In this theater publicity image released by The Publicity Office, Dianne Wiest is shown in a scene from Anton Chekhov's "The Cherry Orchard," performing off-Broadway at the Classic Stage Company in New York. Credit: AP
For the past five years, the tiny Classic Stage Company has become the unexpected home of indie-Chekhov -- most memorably with Maggie Gyllenhaal and Peter Sarsgaard in Austin Pendleton's intimate, conversational stagings of "Uncle Vanya" and "Three Sisters."
Now Dianne Wiest -- miscast in a twitchy, misguided production of "The Seagull" by a visiting Russian director in 2008 -- has returned to be better treated in "The Cherry Orchard," the fourth and final installment of the four-part series of Chekhov's masterworks.
Compared with that tricked-up "Seagull," director Andrei Belgrader's staging of Chekhov's last great play, also starring John Turturro, is a model of restraint and interesting ideas. But the accomplished Romanian director -- who has staged fascinating Beckett with Turturro at this theater and at BAM -- never finds a shape or consistent voice to make the grand sprawling tragicomedy connect and cohere.
This is more like a splatter painting, a canvas dotted with compelling splotches, with a cast that should be able to pull the colors together but does not. Taking Chekhov at his word that he had written a comedy, Belgrader -- using a blunt new translation by John Christopher Jones -- chooses foolishness at the expense of what the Russian master also called "the subtle, elusive beauty of human grief."
Wiest, with her deliciously hard-to-read face, moves convincingly through the haze that Ranevskaya, the vain and self-deluding landowner, uses to help herself get through the inevitable destruction of the family's estate.

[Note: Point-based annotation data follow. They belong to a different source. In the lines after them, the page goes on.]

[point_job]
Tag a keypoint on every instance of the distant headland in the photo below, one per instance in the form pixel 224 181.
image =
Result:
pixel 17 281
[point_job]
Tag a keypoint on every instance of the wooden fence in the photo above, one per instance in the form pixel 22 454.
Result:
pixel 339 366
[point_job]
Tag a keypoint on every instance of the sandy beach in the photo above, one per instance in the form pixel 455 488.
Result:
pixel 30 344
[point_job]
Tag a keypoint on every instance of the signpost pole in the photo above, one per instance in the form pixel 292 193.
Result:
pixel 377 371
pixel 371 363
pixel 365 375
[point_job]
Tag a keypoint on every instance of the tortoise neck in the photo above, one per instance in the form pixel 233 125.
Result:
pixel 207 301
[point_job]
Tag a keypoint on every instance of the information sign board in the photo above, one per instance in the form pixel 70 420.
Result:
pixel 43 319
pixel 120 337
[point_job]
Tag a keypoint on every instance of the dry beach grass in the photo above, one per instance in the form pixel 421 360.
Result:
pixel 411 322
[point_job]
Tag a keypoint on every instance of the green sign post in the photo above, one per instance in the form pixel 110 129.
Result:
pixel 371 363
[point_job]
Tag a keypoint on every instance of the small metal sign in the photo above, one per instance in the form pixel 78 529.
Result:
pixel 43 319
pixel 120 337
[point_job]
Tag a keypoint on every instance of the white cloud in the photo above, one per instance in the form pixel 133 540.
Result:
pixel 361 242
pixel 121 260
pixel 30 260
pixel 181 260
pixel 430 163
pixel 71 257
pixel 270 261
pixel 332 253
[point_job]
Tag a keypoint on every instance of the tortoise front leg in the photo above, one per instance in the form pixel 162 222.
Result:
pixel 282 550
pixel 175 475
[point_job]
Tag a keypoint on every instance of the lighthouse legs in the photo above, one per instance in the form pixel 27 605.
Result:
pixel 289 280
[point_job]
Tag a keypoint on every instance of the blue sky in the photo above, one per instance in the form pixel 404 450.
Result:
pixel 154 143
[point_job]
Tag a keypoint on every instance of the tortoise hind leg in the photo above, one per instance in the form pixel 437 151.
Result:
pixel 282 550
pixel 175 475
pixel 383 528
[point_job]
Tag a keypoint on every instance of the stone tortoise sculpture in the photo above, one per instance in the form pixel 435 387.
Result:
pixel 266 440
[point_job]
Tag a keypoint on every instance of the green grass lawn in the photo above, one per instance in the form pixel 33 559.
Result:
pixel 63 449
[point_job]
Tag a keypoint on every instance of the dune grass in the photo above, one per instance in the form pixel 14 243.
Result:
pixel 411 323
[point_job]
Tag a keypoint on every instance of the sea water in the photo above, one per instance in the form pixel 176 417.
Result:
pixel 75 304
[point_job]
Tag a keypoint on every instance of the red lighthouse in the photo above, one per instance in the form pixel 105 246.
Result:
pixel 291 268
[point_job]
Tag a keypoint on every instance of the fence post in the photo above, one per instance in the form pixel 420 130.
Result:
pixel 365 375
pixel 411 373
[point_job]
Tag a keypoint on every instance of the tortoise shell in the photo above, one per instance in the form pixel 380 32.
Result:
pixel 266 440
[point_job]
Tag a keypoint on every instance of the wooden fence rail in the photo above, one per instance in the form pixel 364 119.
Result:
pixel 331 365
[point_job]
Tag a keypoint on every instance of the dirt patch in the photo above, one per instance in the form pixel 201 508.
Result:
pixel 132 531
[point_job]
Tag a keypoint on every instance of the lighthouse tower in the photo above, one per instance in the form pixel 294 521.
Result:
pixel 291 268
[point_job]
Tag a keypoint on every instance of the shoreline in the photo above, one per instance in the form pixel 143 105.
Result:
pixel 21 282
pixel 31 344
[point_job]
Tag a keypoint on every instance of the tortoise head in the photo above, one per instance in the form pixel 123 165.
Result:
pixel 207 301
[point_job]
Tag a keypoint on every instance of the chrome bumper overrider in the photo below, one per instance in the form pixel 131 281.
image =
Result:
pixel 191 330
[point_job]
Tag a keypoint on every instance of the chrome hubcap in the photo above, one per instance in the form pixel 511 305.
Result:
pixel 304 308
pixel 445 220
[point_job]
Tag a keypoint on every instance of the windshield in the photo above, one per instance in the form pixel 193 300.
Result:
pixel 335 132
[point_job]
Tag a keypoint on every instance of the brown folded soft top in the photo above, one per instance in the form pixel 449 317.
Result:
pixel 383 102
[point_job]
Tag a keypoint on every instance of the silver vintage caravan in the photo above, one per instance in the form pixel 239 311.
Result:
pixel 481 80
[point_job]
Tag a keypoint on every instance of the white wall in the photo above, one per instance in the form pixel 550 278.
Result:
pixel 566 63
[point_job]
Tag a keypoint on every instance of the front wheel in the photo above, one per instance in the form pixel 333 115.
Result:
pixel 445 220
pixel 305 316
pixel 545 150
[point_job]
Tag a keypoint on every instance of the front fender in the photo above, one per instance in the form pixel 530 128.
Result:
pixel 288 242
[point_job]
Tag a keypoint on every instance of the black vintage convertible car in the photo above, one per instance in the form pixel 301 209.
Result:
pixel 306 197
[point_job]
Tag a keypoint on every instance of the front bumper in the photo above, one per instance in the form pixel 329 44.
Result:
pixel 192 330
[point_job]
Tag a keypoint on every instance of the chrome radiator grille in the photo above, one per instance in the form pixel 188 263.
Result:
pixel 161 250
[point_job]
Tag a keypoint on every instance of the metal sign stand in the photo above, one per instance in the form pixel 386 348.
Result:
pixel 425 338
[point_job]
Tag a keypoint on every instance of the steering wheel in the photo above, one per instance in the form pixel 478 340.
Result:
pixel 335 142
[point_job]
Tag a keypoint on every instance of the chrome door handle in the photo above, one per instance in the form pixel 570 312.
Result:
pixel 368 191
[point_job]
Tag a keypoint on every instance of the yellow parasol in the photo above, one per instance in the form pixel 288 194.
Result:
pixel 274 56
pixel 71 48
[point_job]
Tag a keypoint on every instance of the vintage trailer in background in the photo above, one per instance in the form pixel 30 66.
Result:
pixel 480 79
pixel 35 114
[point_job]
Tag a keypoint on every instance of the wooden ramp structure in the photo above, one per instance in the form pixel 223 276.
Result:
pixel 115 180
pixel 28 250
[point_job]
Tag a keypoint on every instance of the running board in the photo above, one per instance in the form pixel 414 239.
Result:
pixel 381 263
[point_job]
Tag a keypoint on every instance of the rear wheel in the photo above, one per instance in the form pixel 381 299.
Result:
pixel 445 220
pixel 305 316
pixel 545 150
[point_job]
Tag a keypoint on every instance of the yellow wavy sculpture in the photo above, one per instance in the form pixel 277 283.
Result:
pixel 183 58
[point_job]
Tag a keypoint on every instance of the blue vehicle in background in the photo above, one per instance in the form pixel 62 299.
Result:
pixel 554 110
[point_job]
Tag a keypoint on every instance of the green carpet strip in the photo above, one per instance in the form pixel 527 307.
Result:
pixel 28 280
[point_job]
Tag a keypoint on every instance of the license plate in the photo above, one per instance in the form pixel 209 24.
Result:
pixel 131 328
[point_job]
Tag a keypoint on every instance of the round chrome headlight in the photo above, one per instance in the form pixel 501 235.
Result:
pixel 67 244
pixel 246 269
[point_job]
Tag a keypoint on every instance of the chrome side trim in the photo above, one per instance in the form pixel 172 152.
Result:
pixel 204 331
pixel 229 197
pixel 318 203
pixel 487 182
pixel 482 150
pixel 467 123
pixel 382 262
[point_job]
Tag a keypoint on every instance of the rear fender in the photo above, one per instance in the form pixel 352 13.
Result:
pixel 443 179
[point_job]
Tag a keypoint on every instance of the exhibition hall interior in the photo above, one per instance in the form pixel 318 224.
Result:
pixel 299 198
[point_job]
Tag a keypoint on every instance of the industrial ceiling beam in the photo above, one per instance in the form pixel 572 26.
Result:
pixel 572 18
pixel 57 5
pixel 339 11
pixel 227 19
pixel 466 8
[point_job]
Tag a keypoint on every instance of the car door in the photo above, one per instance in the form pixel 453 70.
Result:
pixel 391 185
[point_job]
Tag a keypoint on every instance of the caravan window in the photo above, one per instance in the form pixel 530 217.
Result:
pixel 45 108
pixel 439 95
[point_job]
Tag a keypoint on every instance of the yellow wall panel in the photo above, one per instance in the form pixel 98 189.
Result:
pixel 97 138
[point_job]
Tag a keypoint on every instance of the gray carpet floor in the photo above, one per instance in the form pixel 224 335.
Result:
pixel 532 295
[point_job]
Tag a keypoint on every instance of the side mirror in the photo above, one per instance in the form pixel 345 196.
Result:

But at times, she teeters on an almost unseemly girlish ditziness.
Turturro plays the vulgar new-monied Lopakhin with straightforward exasperation at the obliviousness of the doomed landed gentry to the inevitable march of the middle-class. Josh Hamilton has endearing self-interest as the perpetual student, Juliet Rylance has a haunting lack of hope as the long-suffering adopted daughter while Katherine Waterston has a fine budding awareness of womanly powers as the younger daughter. Roberta Maxwell, as the old governess, floats around as if she is in a Fellini film -- jarring but not dull.
Finally, the one character who makes us feel the impact of seismic social change is the old servant Fiers, played with exquisite matter-of-fact befuddlement by the amazing Alvin Epstein. What a treasure he is.
WHAT "The Cherry Orchard"
WHERE Classic Stage Company, 136 E. 13th St.